Et si le titre du film, Gilda, n’était finalement qu’une fausse piste ? Et si l’œuvre dissimulait en fin de compte un autre message derrière ses évidences ? Une chose est sûre, en tout cas : Gilda n’est sans conteste pas le personnage central du film, celui autour duquel gravite toute l’intrigue. D’ailleurs, cette dernière apparaît tard à l’image et n’y figure en définitive pas plus d’une vingtaine de minutes. Or, si ce choix est bien une façon de faire monter le désir, le résultat n’est pas au rendez-vous puisque ni Mundson, son mari, ni Johnny, son ex, ne la désirent réellement - qu’elle soit vêtue ou dévêtue de ses tenues les plus séduisantes. Un sous-entendu pour le moins osé en 1946, à l’heure de gloire de Rita Hayworth et à l’aube de son déclin. Ou l’art de maquiller un sujet presque impossible à traiter à l’époque : l’homosexualité masculine.
Car l’objet de désir n’est ici non pas Gilda mais Johnny, filmé en tant que tel et quasiment levé sur le trottoir par l’époux de cette dernière, lequel est d’ailleurs armé d’une canne… Ainsi, derrière l’étiquette "film noir" de Gilda se cache en réalité l’histoire d’une femme au charme impuissant, façon délicate de mettre l’accent sur l’autre drame qui se joue sous nos yeux mais que nous tardons néanmoins à percevoir. Impassible et voyeuse, la caméra de Charles Vidor renvoie le regard cruel des hommes cernant Gilda. Au plus près de son visage, elle scrute la moindre de ses expressions, tour à tour saturées de joie puis soudainement brisées par l’incursion d’hommes désobligeants. Terrassée par sa frustration sexuelle, Gilda n’a alors qu’une échappatoire : la danse.
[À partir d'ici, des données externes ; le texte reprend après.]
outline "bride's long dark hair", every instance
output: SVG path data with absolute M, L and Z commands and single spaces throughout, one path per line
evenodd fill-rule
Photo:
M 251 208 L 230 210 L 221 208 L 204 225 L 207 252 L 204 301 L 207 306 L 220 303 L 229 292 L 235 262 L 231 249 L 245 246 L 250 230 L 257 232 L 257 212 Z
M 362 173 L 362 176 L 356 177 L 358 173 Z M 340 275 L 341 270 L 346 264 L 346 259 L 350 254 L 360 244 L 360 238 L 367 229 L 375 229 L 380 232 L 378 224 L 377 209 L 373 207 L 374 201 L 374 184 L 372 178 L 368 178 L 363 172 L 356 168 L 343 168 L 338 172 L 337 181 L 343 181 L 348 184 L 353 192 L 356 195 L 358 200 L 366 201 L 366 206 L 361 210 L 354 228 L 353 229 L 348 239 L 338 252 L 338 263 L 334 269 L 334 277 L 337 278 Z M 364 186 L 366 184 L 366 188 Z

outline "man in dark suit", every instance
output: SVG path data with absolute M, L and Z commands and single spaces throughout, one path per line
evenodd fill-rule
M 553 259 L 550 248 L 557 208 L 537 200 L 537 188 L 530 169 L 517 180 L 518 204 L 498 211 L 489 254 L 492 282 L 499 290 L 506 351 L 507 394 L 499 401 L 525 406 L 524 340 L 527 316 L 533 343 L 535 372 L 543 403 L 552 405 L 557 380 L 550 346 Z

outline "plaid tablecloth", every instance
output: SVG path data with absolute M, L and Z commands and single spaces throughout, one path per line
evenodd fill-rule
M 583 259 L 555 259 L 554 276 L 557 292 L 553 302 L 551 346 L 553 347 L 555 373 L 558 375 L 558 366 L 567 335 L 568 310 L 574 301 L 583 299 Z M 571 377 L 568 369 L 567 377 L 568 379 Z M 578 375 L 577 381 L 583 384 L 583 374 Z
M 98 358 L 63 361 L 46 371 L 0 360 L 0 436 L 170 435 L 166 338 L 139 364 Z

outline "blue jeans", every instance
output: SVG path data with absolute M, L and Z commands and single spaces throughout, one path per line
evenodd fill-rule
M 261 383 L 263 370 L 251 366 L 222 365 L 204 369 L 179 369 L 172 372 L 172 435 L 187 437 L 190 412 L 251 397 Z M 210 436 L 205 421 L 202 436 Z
En découle l’une des catharsis les plus mythiques du cinéma hollywoodien. Extériorisant ses pulsions érotiques les plus intimes, Rita/Gilda – première actrice de l’histoire de Hollywood à s’enhardir d’une telle performance seule à l’image – célèbre son insatisfaction physique à travers un strip-tease ganté plein d’amertume. Trop belle, trop vertueuse, Gilda est une femme qu’on admire sans vraiment oser toucher. Même si elle constitue le principal sujet de discussion de Mundson et Johnny, ces derniers ne consommeront à aucun moment leur mariage avec elle. Tant et si bien qu’entourée à jamais par les hommes, Gilda, unique rayon de lumière dans un océan de noirceur, se retrouve aussi irrémédiablement seule.
À la fin de Gilda, le spectateur ressort avec de nombreuses interrogations. C’est que Charles Vidor a choisi délibérément de laisser les grandes questions de son long métrage sans réelle réponse. Qui sont vraiment les protagonistes de cette histoire ? D’où viennent-ils ? Et que se passe-t-il concrètement dans le casino ? Tout au long du film, la mise en scène s’amuse de ce jeu d’ombre : même si l’on passe beaucoup de temps à observer (entre les stores du bureau dominant la salle de jeux, notamment), on ne saisit jamais précisément ce que l’on voit. De même, les personnages sont également souvent filmés de dos, rendant les choses encore plus obscures. Le réalisateur a-t-il trop insisté sur les ambiguïtés ? Peut-être, mais c’est aussi sans doute ce qui fait encore aujourd’hui le caractère si singulier et intemporel de cette œuvre inclassable.